In the realm of nuclear physics, decay processes are essential for understanding how unstable nuclei transform into more stable configurations. Among these processes, gamma decay is particularly notable. Let's delve into what happens during gamma decay:
Gamma Decay: Gamma decay involves the emission of gamma rays, which are high-energy photons, from an excited nuclear state. It typically occurs after a nucleus undergoes alpha or beta decay, leaving it in an excited state. The nucleus releases energy in the form of gamma radiation, descending to a lower energy state without changing the number of protons or neutrons.

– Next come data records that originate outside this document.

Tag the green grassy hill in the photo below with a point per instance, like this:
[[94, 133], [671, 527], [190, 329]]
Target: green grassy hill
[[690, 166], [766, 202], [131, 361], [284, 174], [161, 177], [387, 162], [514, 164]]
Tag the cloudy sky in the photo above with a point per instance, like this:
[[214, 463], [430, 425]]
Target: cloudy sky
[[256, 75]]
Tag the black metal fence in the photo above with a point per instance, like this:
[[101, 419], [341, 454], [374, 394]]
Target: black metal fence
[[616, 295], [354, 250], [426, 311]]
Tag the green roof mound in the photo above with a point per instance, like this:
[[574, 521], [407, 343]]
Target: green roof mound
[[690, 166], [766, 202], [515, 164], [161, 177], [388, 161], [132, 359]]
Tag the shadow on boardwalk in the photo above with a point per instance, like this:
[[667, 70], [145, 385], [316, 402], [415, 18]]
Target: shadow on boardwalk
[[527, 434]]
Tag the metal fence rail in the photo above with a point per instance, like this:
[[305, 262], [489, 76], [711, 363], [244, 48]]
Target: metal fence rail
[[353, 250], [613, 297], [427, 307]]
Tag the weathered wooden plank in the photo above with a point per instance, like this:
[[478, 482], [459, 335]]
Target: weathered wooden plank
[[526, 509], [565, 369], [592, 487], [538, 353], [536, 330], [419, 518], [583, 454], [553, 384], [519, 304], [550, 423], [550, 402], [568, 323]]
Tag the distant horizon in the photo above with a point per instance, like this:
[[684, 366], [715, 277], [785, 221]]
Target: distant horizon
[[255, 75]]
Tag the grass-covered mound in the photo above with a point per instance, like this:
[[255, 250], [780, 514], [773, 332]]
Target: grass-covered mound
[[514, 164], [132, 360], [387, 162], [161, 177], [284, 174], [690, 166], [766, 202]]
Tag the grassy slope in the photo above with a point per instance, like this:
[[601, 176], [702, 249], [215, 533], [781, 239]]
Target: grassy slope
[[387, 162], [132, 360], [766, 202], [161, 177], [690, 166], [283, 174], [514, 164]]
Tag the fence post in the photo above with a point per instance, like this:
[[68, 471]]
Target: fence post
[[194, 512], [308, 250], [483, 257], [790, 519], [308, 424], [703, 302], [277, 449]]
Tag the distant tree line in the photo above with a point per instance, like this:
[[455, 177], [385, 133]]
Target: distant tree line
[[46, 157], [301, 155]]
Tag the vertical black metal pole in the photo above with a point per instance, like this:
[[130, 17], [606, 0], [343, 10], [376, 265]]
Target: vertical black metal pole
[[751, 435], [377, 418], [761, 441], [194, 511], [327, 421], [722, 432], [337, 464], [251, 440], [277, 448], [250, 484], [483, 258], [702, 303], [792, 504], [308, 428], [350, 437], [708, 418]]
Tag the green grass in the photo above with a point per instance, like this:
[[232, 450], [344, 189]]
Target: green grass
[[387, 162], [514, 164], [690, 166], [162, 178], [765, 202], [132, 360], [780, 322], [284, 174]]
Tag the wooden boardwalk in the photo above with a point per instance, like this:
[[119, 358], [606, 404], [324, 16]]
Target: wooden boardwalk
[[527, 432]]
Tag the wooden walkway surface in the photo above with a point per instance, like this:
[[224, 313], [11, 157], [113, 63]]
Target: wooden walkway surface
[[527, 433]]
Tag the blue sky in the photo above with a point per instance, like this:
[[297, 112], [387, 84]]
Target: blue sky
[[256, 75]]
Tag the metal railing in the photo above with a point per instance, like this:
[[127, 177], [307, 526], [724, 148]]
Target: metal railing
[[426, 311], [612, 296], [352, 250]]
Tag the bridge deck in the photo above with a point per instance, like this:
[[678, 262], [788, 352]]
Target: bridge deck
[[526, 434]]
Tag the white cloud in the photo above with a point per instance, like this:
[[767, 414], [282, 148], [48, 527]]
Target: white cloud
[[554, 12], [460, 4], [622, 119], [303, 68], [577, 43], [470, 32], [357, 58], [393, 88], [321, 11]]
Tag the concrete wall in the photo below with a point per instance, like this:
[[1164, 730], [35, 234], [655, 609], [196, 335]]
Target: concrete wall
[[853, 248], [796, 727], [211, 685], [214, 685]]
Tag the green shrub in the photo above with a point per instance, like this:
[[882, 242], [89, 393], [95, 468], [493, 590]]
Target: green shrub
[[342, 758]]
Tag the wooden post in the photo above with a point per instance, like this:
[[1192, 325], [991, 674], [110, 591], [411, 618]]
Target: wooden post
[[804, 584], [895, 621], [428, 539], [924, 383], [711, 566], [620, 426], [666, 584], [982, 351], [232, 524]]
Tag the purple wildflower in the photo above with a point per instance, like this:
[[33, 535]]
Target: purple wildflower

Given the question and options, let's examine the implications:
- Option: Nucleus will be at lower energy state: As gamma decay results in the loss of energy and emission of photons, this option is correct. It accurately describes the outcome of gamma decay, where the nucleus transitions to a more stable, lower energy state.
- Option: Atomic number will decrease by 1 unit: This is incorrect. Gamma decay does not affect the atomic number; it remains unchanged as no protons are added or removed.
- Option: Mass number will decrease by 4 unit: This is incorrect. Mass number changes occur in alpha decay, not gamma decay.
- Option: Atomic number will increase by one unit: This is incorrect, as it describes beta decay, where a neutron turns into a proton.
The correct answer is that the nucleus will be at a lower energy state after gamma decay, as the energy of the nucleus decreases while emitting gamma radiation.